As previously mentioned, not all the stories in Old Venus are up to snuff. Some are experimental, and some aren’t really ‘retro’ at all, just modern sci-fi on an alternatively imagined Venus. But the good ones pull this from a two or three-star collection to a four. A few standouts:

Gardner Dozois’s introduction is as evocative as any of the pieces that follow. If the majority of stories lived up to the pulpy standards he sets in his essay, I’d have given Old Venus five stars.

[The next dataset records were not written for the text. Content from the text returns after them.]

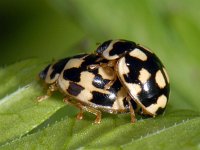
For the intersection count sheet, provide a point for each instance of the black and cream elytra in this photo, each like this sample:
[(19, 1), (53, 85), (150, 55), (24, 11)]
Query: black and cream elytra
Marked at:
[(119, 77)]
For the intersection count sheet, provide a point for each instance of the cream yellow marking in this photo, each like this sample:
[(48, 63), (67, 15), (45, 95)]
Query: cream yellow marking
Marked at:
[(147, 49), (166, 74), (144, 75), (134, 89), (138, 54), (122, 67), (75, 62), (84, 96), (86, 82), (160, 79), (63, 85), (161, 103), (107, 73)]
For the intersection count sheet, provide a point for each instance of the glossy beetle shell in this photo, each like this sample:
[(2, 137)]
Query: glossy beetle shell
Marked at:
[(141, 73)]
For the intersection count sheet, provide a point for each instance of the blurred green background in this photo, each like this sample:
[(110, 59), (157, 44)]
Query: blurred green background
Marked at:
[(53, 29)]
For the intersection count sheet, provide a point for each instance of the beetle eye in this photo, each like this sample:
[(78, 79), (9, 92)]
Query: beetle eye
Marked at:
[(103, 47), (43, 73)]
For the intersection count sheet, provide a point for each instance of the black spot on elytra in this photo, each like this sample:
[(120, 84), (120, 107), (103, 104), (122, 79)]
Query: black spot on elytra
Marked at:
[(99, 82), (122, 47), (102, 99), (126, 104), (74, 89), (150, 90), (72, 74), (43, 73), (58, 67)]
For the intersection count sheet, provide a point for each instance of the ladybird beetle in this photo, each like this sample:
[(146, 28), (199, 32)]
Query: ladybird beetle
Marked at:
[(141, 72), (86, 88)]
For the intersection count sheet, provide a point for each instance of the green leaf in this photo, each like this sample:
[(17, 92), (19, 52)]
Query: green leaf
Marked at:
[(49, 29)]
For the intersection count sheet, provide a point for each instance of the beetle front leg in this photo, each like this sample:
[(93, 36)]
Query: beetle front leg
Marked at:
[(132, 112), (51, 89)]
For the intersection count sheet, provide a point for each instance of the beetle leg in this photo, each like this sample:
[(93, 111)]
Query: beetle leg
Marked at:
[(52, 88), (94, 111), (82, 107), (77, 105), (132, 112)]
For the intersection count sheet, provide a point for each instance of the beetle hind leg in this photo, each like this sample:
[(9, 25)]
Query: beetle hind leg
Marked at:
[(82, 108), (51, 89)]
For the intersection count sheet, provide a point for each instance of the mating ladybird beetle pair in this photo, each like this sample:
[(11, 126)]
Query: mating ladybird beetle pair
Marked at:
[(120, 77)]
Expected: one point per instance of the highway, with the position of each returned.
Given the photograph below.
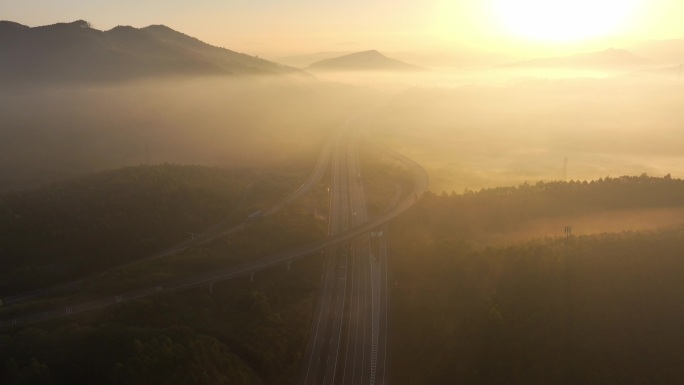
(200, 238)
(335, 238)
(348, 338)
(321, 356)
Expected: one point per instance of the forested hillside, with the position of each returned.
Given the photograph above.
(91, 223)
(591, 309)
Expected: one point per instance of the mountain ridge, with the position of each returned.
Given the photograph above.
(370, 60)
(76, 52)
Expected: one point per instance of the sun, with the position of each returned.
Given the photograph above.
(563, 20)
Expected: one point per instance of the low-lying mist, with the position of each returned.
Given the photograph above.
(52, 133)
(469, 128)
(480, 134)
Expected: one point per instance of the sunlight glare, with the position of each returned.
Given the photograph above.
(563, 20)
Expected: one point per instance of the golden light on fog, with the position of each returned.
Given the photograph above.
(563, 20)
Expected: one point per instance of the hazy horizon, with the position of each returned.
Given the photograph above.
(527, 28)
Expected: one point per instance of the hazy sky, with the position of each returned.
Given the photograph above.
(281, 27)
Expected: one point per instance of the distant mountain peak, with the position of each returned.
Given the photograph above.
(10, 25)
(370, 60)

Allen Steele’s ‘Frogheads’ is a solid start, set in the same universe as ‘Martian Blood’ from the previous anthology. It uses the PI format to explore concepts of colonialism and addiction, and the ending doesn’t let any guilty parties off the hook.

‘Planet of Fear,’ by Paul McAuley, is also good. Russian culture (a re-occurring theme throughout the anthology), nationalistic paranoia, and xenobiology.

‘Greeves and the Evening Star,’ by Matthew Hughes, uses the familiar framework of P.G. Wodehouse. Very entertaining.

Joe Haldeman’s ‘Living Hell’ is one of the first stories I read, because it’s by, well, Joe Haldeman. Venus as a death-planet crammed with killer biota, and the ending’s a real twist.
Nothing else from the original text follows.